At the time of writing, there is a beta of the New Mouse Flow which you can sign up to and we can only expect a richer feature set to rival the other big players in the ‘website heat mapping’ sector. Check it out.

Inspectlet

Website: http://www.inspectlet.com
Pricing: Free, Micro $39/m, Startup $79/m, Growth $149/m, Accelerate $299/m for increasing levels of recorded sessions, sites and other added features. An Enterprise level tier is available.

Inspectlet is another big player in this arena. With its offering of session recording, session replay, website heat mapping (click, movement and scroll maps) and form analytics, it’s comparable to LuckyOrange bar the chat and polling.

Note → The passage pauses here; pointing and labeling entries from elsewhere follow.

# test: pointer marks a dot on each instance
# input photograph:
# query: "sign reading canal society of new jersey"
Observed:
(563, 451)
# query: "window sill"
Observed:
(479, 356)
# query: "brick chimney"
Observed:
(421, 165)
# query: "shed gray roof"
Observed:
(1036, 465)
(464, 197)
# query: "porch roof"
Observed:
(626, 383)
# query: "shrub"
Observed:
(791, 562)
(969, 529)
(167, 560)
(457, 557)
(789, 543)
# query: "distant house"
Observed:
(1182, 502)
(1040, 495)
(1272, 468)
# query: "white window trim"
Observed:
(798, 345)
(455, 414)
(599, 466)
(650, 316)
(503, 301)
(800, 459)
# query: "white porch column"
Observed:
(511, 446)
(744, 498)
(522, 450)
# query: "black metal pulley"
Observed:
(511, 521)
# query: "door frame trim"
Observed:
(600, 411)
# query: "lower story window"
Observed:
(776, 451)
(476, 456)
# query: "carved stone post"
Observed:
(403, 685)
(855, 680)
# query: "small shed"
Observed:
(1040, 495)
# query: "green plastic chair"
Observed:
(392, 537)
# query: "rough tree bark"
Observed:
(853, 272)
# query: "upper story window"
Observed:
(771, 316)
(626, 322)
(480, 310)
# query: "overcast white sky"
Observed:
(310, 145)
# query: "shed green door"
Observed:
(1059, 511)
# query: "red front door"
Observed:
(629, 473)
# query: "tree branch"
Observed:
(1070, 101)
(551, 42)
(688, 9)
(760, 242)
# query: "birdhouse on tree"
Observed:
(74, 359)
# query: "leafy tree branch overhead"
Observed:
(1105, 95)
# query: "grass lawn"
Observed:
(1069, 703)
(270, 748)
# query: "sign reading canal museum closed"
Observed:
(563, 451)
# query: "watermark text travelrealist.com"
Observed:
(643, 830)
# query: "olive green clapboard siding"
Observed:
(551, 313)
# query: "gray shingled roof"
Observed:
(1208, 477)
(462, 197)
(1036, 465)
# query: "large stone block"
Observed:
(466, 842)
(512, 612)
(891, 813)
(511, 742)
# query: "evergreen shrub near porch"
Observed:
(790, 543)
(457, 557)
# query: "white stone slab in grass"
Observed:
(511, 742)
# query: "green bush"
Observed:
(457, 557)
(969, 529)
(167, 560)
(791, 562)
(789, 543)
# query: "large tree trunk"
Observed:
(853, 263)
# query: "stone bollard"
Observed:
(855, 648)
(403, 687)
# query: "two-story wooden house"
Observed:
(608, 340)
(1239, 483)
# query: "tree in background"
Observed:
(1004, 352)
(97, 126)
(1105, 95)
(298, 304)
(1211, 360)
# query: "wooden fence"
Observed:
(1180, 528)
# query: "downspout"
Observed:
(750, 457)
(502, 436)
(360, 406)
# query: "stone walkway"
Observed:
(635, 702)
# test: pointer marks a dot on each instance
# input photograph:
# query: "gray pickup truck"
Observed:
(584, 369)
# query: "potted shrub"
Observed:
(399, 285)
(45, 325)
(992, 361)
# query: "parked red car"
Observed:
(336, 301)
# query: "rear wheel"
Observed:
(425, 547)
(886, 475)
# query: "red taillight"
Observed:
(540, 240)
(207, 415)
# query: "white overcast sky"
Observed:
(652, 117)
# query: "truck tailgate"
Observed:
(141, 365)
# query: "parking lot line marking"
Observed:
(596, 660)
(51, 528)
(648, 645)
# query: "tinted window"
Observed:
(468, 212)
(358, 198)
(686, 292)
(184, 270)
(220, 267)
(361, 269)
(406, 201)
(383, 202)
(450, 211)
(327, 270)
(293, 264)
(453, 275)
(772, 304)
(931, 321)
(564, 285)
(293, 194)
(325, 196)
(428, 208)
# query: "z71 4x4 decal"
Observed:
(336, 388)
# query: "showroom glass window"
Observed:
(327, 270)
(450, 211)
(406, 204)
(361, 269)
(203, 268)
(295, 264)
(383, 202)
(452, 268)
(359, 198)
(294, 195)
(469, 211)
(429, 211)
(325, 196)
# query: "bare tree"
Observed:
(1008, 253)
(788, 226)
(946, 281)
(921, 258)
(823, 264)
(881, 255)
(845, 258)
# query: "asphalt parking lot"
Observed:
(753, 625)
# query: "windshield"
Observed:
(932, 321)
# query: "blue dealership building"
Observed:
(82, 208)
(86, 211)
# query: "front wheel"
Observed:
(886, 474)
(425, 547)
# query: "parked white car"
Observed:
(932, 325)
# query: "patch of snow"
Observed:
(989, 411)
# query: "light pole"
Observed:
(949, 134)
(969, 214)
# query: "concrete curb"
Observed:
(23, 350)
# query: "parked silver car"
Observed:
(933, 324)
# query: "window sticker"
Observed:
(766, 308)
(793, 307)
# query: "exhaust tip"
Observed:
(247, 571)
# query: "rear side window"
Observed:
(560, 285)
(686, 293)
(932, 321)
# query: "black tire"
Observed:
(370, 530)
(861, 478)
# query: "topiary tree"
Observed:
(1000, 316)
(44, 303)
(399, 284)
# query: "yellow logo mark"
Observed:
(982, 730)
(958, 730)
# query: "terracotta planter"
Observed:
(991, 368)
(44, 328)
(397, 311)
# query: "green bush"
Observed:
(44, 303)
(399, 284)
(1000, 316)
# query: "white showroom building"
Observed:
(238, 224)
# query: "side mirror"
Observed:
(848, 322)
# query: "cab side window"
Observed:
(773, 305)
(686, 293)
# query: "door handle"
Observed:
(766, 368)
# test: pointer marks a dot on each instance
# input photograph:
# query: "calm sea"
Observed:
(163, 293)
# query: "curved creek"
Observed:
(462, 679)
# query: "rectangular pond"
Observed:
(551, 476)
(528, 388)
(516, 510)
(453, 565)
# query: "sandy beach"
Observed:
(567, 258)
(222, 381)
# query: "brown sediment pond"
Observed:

Most of the features operate in much the same way as LuckyOrange. The form analytics tracks field engagement, hesitation, duration, revisits and abandonment, however, there is a neat Conversion Report which concisely shows the effectiveness of a particular form, by highlighting how many visitors make it through each stage of the form.

Inspectlet allows you to tag users, sessions and event specific events, which when coupled with the extensive session filters, provides a very power toolset for drilling down into your recordings.

Heatmap

Website: https://heatmap.me
Pricing: Free, Premium $100/m, Enterprise $200/m for increasing levels of sites, tracked pages, users and page views.

Heatmap is the smallest iteration of a website heat mapping tool and its closest comparison is CrazyEgg. It concentrates its efforts on the heat mapping side only with no session recording or form analytics. The mapping is click centric and there isn’t any motion tracking or scroll tracking, as far as I can see.

Although there is a free option, the next tier up at $100/m seems really high for what you actually get. Worth a look if you’re new to heat mapping but you may find better alternatives.

ClickTale

Website: http://www.clicktale.com
Pricing: On request.­­­­­

The last of the big players on this list along with LuckyOrange and Inspectlet. Again, as with the others, ClickTale covers all the bases and covers them well; session recording and replay; excellent recording filtering; website heat mapping with click, motion and scroll; conversion funnels; form analytics; mobile and tablet tracking and a whole bunch of integrations with other platforms.

ClickTale also has time on its side as it’s been around for some years now which means as a platform, it has absolutely everything you need, a great team developing new and improved features and a solid support team.